4. One other objection. Where the principal and surety have both mortgaged property for the debt of the principal, the surety is entitled to have the property of the principal sold first and applied in satisfaction of the debt. Neimcewicz v. Gahn, 3 Paige Ch. 614; James v. Jaques, 26 Texas, 320. In this case, the defendant Levy, having caused this mortgaged property to be sold on another process for his own benefit, has received the proceeds of the sale and has the same now in his possession. Under the particular facts disclosed by this record, I think the law would apply such proceeds in exoneration of the plaintiff’s property, and that Levy could not be permitted to apply the same on his individual debt to the injury of the plaintiff. That grain was mortgaged to secure Rickey’s debt, as well as the grain of the plaintiff, and that fact gave the plaintiff the right to insist that Rickey’s grain should be first applied in payment of Rickey’s debt. The defendant Levy stands in no position to cr test or deny this right. Rickey’s grain brought $1,115.50. The sheriff’s bill for harvesting the entire crop was $1,058.79. Assuming without deciding that Rickey was properly chargeable with one-third of this expense because he owned one-third of the grain harvested, his portion of the expense would be $352.93. Deducting this amount from tbe proceeds of the sale, $1,115.50, and there remained §762.67 to be applied in discharge of Rickey’s mortgage, or so much thereof as was necessary. It seems to me this view of the subject alone is enough to entirely dispose of the contention of the defendant. The propriety of this application of the money cannot be questioned, for the reason that the lien of the chattel mortgage on a growing crop follows the grain after severance and removal, and the money after sale. Muse v. Lehman, 30 Kansas, 514; Rider v. Edgar, 54 Cal. 127.

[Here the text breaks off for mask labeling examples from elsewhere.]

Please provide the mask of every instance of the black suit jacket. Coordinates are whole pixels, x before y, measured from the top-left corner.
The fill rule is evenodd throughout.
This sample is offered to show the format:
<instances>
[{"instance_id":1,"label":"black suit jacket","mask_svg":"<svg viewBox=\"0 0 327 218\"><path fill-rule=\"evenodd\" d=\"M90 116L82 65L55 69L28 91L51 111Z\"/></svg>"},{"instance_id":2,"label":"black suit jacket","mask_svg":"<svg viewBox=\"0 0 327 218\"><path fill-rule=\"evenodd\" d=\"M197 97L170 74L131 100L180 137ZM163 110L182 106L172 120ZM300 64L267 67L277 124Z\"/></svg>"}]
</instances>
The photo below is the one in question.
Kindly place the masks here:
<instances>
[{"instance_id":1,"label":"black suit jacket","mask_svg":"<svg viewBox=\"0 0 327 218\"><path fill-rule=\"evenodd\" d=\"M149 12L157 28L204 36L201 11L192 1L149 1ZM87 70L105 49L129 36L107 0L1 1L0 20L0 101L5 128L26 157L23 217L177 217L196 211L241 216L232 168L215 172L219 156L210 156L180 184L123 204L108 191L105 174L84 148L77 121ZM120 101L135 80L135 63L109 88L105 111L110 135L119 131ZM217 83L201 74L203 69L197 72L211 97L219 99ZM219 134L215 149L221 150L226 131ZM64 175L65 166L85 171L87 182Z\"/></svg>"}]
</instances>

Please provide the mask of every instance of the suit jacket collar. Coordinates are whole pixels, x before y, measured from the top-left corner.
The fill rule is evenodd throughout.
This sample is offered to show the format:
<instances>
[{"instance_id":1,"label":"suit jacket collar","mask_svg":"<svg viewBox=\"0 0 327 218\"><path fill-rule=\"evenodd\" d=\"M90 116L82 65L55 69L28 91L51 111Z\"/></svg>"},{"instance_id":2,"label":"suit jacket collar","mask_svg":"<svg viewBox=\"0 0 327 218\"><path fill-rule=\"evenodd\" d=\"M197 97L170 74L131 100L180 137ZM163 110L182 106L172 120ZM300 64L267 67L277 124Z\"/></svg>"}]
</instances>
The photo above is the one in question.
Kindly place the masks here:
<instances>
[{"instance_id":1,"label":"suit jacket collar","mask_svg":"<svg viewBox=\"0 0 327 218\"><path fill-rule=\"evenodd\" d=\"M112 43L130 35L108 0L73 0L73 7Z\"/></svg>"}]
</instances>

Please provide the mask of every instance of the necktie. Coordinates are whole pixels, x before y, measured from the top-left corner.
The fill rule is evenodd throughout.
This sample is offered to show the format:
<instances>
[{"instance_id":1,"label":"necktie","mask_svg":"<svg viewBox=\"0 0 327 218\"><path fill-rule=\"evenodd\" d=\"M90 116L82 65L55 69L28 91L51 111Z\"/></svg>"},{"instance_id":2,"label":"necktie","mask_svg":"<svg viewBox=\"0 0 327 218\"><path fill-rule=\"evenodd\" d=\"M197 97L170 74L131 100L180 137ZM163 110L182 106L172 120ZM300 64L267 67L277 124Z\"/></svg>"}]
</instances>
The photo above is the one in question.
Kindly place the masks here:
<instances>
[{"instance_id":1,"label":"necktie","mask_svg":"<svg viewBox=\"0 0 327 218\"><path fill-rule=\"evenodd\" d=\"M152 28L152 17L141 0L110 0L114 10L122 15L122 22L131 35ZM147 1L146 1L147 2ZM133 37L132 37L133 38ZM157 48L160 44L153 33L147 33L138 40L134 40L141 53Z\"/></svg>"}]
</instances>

5. But it was substantially conceded upon the argument that the fact is established by the evidence that the defendant paid for harvesting the grain, $866. The plaintiff gets the benefit of one-half of this sum, namely, $433; which we have concluded to deduct from the decree appealed from.

The decree appealed from will therefore be modified to this extent and all other respects affirmed.

The appellant recovers costs in this court.